Detection mechanism in highly sensitive ZnO nanowires network gas sensors

TL;DR

This paper investigates the non-linear response of ZnO nanowire network gas sensors, modeling the contributions of nanowire resistance and junction barriers to optimize sensor sensitivity and inform device design.

Contribution

It introduces a model that disentangles nanowire and junction effects in sensor response, guiding the design of more sensitive gas sensors based on ZnO nanowire networks.

Findings

Response to oxygen is dominated by barrier potential at low bias.

Nanowire resistance influences response at higher bias.

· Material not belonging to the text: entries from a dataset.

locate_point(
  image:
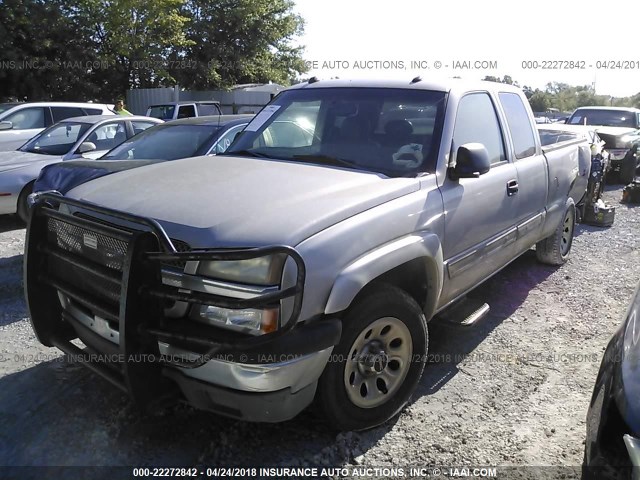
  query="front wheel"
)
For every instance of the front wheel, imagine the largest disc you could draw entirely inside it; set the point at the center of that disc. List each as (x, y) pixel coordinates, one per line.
(554, 250)
(377, 365)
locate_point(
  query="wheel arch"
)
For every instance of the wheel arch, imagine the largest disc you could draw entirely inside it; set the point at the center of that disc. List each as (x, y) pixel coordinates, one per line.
(413, 263)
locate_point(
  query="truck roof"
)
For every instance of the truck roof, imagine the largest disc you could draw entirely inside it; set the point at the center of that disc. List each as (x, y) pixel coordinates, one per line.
(441, 85)
(616, 109)
(187, 102)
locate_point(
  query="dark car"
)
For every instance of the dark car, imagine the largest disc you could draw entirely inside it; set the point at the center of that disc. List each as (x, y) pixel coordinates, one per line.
(618, 127)
(612, 447)
(191, 137)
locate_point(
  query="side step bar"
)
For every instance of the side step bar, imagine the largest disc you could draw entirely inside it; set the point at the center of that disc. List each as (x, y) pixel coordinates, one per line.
(465, 313)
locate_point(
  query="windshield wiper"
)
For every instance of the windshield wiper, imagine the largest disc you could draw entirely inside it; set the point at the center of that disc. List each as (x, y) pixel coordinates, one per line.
(341, 162)
(246, 153)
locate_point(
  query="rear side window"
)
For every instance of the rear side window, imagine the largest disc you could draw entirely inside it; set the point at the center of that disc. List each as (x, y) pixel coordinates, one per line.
(186, 111)
(477, 122)
(27, 118)
(524, 143)
(60, 113)
(208, 109)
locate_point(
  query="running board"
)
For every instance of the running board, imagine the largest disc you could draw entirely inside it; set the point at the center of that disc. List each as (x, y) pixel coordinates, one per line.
(465, 313)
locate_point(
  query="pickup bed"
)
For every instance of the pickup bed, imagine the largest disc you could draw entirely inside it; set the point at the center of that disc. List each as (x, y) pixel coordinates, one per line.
(306, 262)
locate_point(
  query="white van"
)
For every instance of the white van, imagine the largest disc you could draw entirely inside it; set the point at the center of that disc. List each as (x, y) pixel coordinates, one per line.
(20, 122)
(188, 109)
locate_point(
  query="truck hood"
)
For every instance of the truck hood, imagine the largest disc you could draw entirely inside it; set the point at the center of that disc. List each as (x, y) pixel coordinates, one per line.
(237, 201)
(16, 159)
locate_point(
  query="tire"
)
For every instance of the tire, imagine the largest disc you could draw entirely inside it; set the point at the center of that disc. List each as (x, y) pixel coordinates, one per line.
(628, 170)
(377, 364)
(22, 207)
(554, 250)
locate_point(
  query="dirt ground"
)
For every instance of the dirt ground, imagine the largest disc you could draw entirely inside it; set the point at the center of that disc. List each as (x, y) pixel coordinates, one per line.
(512, 391)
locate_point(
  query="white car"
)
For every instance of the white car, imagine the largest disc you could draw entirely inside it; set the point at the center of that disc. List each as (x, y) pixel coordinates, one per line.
(21, 121)
(80, 137)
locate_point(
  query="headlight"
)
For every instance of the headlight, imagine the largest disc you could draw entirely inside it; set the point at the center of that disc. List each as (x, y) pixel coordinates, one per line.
(262, 271)
(251, 321)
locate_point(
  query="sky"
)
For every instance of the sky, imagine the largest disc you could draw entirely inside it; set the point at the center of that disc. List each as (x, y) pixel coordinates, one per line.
(535, 42)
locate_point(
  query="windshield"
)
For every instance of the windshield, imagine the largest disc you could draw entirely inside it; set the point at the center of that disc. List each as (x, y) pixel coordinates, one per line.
(6, 106)
(607, 118)
(163, 112)
(166, 142)
(57, 139)
(391, 131)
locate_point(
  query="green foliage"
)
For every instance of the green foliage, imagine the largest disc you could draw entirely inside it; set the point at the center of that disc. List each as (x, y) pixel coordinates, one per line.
(239, 41)
(98, 49)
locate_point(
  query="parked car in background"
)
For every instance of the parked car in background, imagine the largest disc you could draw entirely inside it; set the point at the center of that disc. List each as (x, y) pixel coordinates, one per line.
(79, 137)
(169, 141)
(543, 120)
(21, 121)
(307, 259)
(612, 447)
(593, 165)
(618, 127)
(178, 110)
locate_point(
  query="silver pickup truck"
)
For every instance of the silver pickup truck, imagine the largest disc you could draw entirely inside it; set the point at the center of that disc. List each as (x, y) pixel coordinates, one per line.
(306, 263)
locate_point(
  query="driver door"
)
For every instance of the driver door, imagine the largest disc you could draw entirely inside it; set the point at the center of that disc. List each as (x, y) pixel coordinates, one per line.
(480, 213)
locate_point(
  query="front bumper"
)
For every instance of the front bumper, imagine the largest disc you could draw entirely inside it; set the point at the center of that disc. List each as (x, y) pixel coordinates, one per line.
(101, 283)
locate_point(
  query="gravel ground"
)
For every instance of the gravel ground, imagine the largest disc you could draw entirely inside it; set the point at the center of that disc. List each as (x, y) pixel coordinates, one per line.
(511, 391)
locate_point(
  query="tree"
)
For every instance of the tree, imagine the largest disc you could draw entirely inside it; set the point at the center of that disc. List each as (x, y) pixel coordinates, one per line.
(239, 41)
(134, 38)
(44, 53)
(540, 101)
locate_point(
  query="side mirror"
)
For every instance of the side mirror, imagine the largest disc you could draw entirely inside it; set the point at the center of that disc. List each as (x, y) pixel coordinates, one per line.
(86, 147)
(472, 160)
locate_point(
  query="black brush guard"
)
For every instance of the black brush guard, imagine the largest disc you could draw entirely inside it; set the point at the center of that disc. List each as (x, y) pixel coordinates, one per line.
(115, 273)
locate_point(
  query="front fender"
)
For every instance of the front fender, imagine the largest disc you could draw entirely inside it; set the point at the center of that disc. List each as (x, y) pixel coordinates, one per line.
(373, 264)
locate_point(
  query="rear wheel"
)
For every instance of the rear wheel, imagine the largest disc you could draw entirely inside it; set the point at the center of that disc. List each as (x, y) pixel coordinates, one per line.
(554, 250)
(377, 364)
(23, 207)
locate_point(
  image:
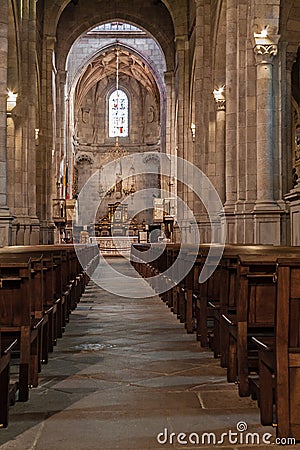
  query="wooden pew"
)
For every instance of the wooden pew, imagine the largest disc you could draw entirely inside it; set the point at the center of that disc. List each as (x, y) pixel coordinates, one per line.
(279, 356)
(5, 386)
(255, 313)
(18, 319)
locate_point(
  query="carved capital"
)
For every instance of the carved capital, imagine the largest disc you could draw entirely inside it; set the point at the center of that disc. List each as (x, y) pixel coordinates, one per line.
(265, 53)
(221, 105)
(291, 58)
(220, 99)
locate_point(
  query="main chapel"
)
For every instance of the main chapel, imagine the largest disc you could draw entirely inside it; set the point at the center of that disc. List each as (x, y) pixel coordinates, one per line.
(149, 204)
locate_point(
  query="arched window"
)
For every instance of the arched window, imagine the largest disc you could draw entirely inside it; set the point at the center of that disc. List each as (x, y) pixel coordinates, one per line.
(118, 114)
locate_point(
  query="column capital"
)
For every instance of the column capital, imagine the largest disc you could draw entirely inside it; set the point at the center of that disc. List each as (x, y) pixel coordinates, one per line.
(220, 99)
(264, 54)
(50, 40)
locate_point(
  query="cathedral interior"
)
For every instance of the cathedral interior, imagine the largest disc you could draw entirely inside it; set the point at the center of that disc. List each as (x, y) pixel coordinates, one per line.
(131, 123)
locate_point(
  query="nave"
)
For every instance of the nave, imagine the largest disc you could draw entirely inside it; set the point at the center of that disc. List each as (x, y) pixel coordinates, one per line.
(124, 372)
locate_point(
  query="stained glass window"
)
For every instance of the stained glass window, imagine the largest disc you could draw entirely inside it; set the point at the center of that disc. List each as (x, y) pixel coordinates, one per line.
(118, 114)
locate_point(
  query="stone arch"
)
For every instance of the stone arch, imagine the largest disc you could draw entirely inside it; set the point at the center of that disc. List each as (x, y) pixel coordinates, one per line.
(160, 26)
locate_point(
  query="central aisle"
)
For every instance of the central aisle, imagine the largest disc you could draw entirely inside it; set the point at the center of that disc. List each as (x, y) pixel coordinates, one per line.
(124, 372)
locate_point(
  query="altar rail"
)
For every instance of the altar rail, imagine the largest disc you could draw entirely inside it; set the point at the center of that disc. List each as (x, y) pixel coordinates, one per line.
(114, 245)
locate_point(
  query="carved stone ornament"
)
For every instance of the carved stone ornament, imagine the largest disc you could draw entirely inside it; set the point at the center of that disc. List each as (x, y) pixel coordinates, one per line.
(84, 158)
(265, 53)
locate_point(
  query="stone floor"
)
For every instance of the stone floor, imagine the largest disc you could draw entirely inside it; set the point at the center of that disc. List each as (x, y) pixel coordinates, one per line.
(126, 376)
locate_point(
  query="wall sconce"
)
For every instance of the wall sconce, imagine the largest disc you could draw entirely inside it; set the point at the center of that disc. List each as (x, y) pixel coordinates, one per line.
(11, 101)
(193, 131)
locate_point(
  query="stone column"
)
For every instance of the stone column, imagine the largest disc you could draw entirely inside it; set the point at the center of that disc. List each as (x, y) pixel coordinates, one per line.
(5, 216)
(219, 96)
(293, 196)
(267, 220)
(231, 107)
(170, 137)
(182, 124)
(34, 222)
(47, 143)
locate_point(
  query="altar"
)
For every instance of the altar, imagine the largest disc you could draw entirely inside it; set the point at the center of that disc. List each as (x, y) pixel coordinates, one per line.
(114, 245)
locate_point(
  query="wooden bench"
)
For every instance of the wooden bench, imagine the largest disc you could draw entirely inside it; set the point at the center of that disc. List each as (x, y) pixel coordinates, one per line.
(255, 312)
(18, 318)
(6, 388)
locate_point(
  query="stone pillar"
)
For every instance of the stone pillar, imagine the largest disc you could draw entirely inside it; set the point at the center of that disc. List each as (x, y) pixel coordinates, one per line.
(264, 55)
(231, 120)
(267, 220)
(182, 124)
(170, 120)
(293, 196)
(5, 216)
(47, 144)
(34, 222)
(219, 96)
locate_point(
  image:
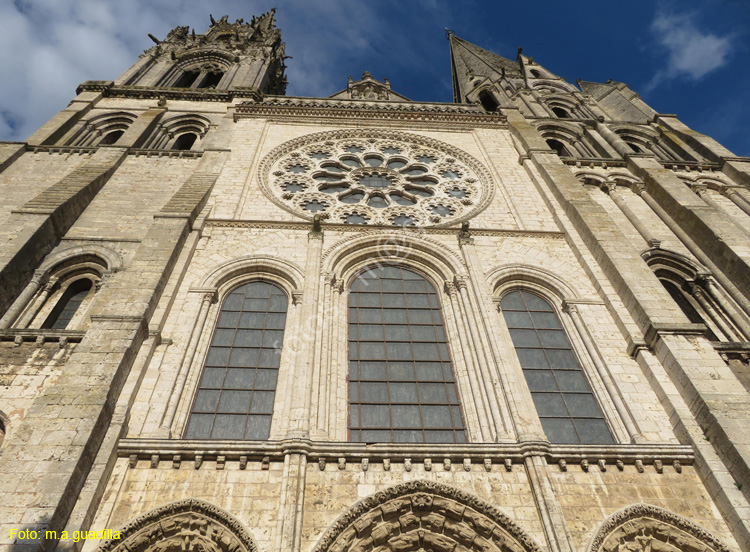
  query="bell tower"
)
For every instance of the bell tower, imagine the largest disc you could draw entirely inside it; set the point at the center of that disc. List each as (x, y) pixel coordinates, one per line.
(228, 56)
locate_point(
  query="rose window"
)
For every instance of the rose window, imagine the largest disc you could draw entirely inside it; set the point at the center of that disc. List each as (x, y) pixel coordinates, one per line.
(368, 178)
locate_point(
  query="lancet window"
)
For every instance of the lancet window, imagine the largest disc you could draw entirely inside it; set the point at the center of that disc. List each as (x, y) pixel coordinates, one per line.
(236, 392)
(401, 382)
(566, 405)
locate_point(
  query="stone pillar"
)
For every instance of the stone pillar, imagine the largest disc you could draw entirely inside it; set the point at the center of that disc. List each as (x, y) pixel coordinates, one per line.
(186, 362)
(60, 124)
(508, 398)
(550, 511)
(35, 228)
(22, 300)
(738, 199)
(304, 364)
(45, 489)
(728, 283)
(717, 236)
(703, 380)
(37, 305)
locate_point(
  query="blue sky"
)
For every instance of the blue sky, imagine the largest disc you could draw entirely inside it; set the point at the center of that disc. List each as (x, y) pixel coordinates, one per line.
(688, 57)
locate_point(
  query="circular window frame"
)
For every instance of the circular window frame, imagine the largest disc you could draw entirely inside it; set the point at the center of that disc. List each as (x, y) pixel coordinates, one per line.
(473, 176)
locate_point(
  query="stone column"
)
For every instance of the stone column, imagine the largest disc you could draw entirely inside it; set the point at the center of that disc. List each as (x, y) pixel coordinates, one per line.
(626, 417)
(467, 364)
(22, 300)
(476, 343)
(28, 317)
(725, 281)
(308, 342)
(323, 362)
(739, 319)
(186, 362)
(505, 395)
(738, 199)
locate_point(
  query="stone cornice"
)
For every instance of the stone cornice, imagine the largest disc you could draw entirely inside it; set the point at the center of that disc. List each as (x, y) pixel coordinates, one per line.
(336, 109)
(503, 455)
(305, 226)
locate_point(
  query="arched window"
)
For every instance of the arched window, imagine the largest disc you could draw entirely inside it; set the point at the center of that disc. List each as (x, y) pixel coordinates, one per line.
(68, 305)
(111, 137)
(564, 401)
(212, 80)
(401, 383)
(559, 147)
(185, 141)
(236, 392)
(634, 147)
(488, 100)
(187, 79)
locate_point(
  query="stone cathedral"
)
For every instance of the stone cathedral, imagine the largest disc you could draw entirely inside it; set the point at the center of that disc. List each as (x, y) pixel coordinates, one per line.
(233, 320)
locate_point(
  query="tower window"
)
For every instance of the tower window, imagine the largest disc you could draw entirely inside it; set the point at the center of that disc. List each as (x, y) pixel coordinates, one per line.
(559, 147)
(401, 383)
(185, 141)
(212, 80)
(237, 389)
(562, 395)
(111, 137)
(187, 79)
(488, 101)
(687, 307)
(68, 304)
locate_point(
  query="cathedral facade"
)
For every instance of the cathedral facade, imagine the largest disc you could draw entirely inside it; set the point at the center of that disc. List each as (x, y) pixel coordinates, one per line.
(517, 322)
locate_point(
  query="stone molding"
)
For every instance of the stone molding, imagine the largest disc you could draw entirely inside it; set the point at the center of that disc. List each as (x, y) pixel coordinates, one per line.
(299, 225)
(455, 517)
(192, 522)
(637, 527)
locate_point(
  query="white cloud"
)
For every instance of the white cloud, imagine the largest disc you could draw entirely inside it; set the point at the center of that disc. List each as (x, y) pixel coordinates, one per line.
(691, 53)
(48, 47)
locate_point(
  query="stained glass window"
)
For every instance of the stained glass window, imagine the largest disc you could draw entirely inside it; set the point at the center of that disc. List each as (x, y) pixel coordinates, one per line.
(236, 392)
(562, 395)
(68, 304)
(401, 383)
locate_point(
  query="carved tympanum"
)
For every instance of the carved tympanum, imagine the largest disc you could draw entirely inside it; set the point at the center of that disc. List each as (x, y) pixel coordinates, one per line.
(191, 525)
(646, 528)
(424, 516)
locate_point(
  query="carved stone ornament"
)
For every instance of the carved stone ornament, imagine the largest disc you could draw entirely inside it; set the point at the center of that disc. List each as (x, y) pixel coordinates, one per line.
(424, 515)
(184, 525)
(646, 528)
(368, 177)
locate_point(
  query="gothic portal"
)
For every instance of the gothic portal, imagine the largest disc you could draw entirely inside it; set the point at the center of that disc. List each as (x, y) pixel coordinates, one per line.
(236, 321)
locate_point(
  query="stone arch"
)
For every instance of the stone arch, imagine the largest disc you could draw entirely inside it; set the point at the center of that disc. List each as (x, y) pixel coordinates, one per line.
(348, 255)
(519, 275)
(428, 515)
(186, 524)
(230, 273)
(639, 527)
(107, 259)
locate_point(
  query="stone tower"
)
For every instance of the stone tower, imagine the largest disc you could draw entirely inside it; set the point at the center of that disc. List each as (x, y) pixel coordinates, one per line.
(232, 320)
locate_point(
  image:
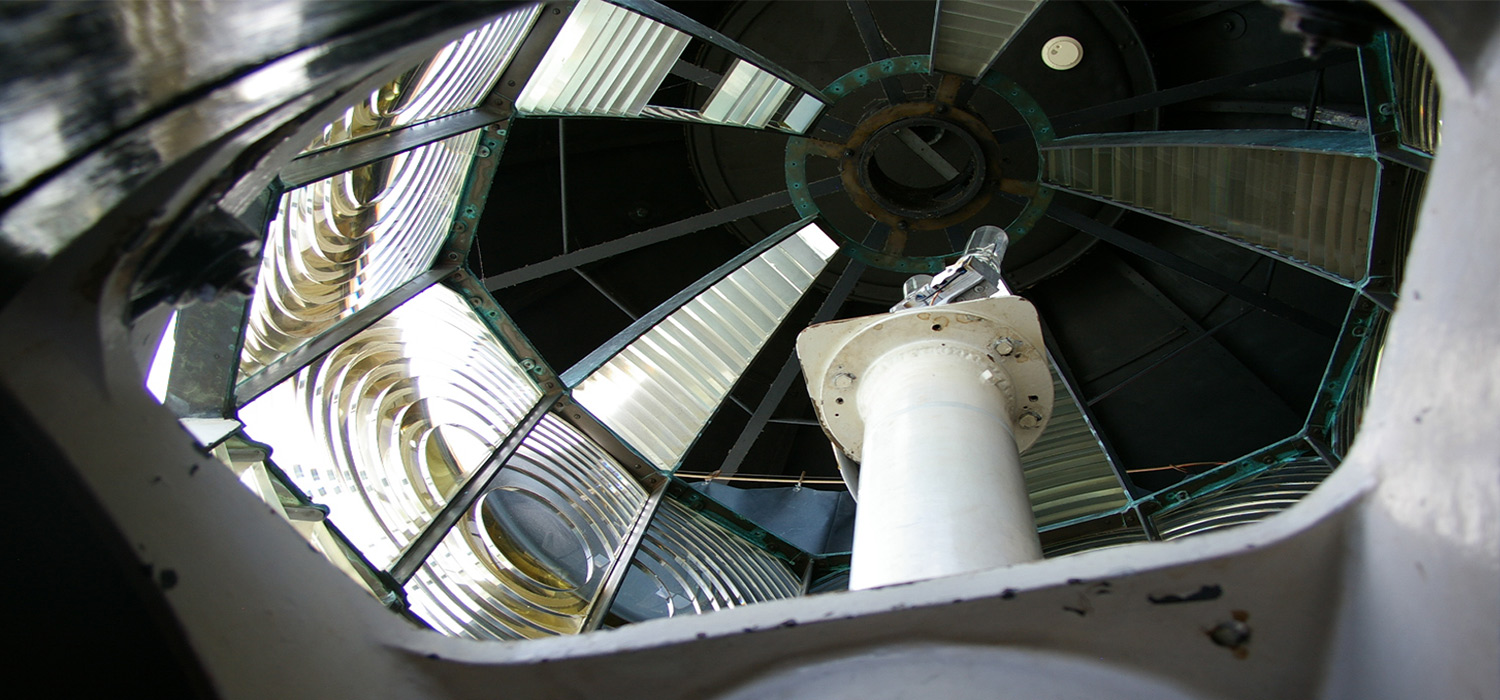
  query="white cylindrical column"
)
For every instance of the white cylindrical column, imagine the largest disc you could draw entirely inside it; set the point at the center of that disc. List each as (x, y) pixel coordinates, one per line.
(941, 487)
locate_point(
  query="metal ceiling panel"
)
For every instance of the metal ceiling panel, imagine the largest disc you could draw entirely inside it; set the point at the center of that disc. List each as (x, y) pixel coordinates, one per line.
(1247, 502)
(659, 391)
(968, 35)
(605, 62)
(1304, 197)
(1067, 471)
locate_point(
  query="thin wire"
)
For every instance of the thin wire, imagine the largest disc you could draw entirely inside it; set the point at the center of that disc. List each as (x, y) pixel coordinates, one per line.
(765, 478)
(1181, 468)
(479, 252)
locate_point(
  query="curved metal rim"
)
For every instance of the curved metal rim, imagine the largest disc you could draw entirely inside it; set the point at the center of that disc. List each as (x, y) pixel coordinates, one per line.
(800, 147)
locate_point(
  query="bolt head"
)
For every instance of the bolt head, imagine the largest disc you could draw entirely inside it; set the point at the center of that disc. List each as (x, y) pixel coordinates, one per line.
(1230, 633)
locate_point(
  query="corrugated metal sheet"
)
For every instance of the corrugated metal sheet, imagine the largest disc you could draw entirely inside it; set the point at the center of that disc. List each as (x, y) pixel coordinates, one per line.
(746, 96)
(338, 245)
(1067, 472)
(659, 391)
(528, 558)
(1295, 195)
(384, 427)
(456, 78)
(1242, 504)
(687, 564)
(605, 60)
(1419, 104)
(969, 33)
(1101, 540)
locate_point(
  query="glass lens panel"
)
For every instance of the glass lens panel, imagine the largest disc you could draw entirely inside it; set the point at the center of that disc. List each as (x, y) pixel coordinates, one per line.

Optimal device geometry improves sensitivity.

Abstract

Metal-oxide nanowires are showing a great interest in the domain of gas sensing due to their large response even at a low temperature, enabling low-power gas sensors. However their response is still not fully understood, and mainly restricted to the linear response regime, which limits the design of appropriate sensors for specific applications. Here we analyse the non-linear response of a sensor based on ZnO nanowires network, both as a function of the device geometry and as a response to oxygen exposure. Using an appropriate model, we disentangle the contribution of the nanowire resistance and of the junctions between nanowires in the network. The applied model shows a very good consistency with the experimental data, allowing us to demonstrate that the response to oxygen at room temperature is dominated by the barrier potential at low bias voltage, and that the nanowire resistance starts to play a role at higher bias voltage. This analysis allows us to find the appropriate device geometry and working point in order to optimize the sensitivity. Such analysis is important for providing design rules, not only for sensing devices, but also for applications in electronics and opto-electronics using nanostructures networks with different materials and geometries.